Breaking News
Comments
Newest First | Oldest First | Threaded View
Eric Verhulst_Altreonic
User Rank
Rookie
re: Functional safety implementations in modern MCUs
Eric Verhulst_Altreonic   7/27/2013 9:22:02 AM
NO RATINGS
Of course, SIL4 and Fault Tolerance are not the same concept, but SIL4 requires in almost all cases a fault tolerant architecture (as you say as well). The issue is that the standards often allow to minimize the safety risk because they define SIL as function of probability of occurence, severity and controllability. Very subjective. And because relying on a Hazrd and Risk Aalysis, most likely not covering all the risks (as there is not always a historical track record, especially in automotive). Not to speak of the unpredictable nature of the environment and the operator.

The other issue is that SIL thinking is rooted in the times when things were mostly linear (analog, continuous domain), where probabilities and graceful degradation (still) apply. Digital electronics and software are however in the digital (discrete, non-linear) domain. One small bit flip and 20 nanoseconds later, the system can have failed. The statespace is so large that fault tree analysis techniques can never go to this level of detail. The point is also that software is like a virtual machine sitting on top of a discrete state machine sitting on top of a semiconductor device (that is again in the continuous domain). The hidden assumption for software is not so much that it is error-free (more or less true when using formal methods), but that the hardware is always fault-free. Hence we have a hierarchy of levels. At the chip level, reliability margins apply, at the discrete level micro-redundancy applies, at the software level, block level redundancy and at the system level macro-level redundancy applies. There is an additional level that takes into account residual common mode failures and that requires diversity as well. We have developed a criterion, called ARRL (Assured Reliability and Resilience Level) that takes this analysis onto account. Draft white paper on request (I need an email to send it to).
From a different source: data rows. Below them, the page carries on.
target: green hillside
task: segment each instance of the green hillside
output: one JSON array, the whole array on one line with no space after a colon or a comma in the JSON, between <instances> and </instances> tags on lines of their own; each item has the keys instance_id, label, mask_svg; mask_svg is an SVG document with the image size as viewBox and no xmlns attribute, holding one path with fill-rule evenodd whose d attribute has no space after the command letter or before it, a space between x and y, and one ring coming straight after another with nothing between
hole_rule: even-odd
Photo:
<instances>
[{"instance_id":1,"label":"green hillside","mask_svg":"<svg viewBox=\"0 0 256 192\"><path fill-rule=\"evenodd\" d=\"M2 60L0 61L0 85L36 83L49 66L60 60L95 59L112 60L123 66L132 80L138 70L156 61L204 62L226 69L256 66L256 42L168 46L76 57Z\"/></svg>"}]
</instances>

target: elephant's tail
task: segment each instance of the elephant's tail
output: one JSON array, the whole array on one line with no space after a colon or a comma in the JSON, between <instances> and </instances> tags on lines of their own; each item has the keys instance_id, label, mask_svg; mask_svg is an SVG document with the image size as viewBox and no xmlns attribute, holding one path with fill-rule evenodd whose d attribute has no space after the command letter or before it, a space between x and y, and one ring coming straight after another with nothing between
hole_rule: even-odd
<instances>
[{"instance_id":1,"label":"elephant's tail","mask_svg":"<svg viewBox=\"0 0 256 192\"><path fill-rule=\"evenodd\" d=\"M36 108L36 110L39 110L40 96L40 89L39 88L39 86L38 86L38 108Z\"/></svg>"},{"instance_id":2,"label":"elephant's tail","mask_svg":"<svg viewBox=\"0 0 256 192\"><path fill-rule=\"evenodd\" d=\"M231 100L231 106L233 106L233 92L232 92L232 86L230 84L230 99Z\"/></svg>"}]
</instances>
The benefit of this approach is that it becomes possible to characterise components (or subsystem entities) in terms of how they deal with failures and one can reuse them from one domain to another also in the contact of safety critical systems (in essence the components carry a contract with them). One can also define rules on how to reach higher ARRL (and hence SIL) levels by composition. Note also that SIL and ARRL are complementary. They meet in the middle (just like a HARA and FMEA do).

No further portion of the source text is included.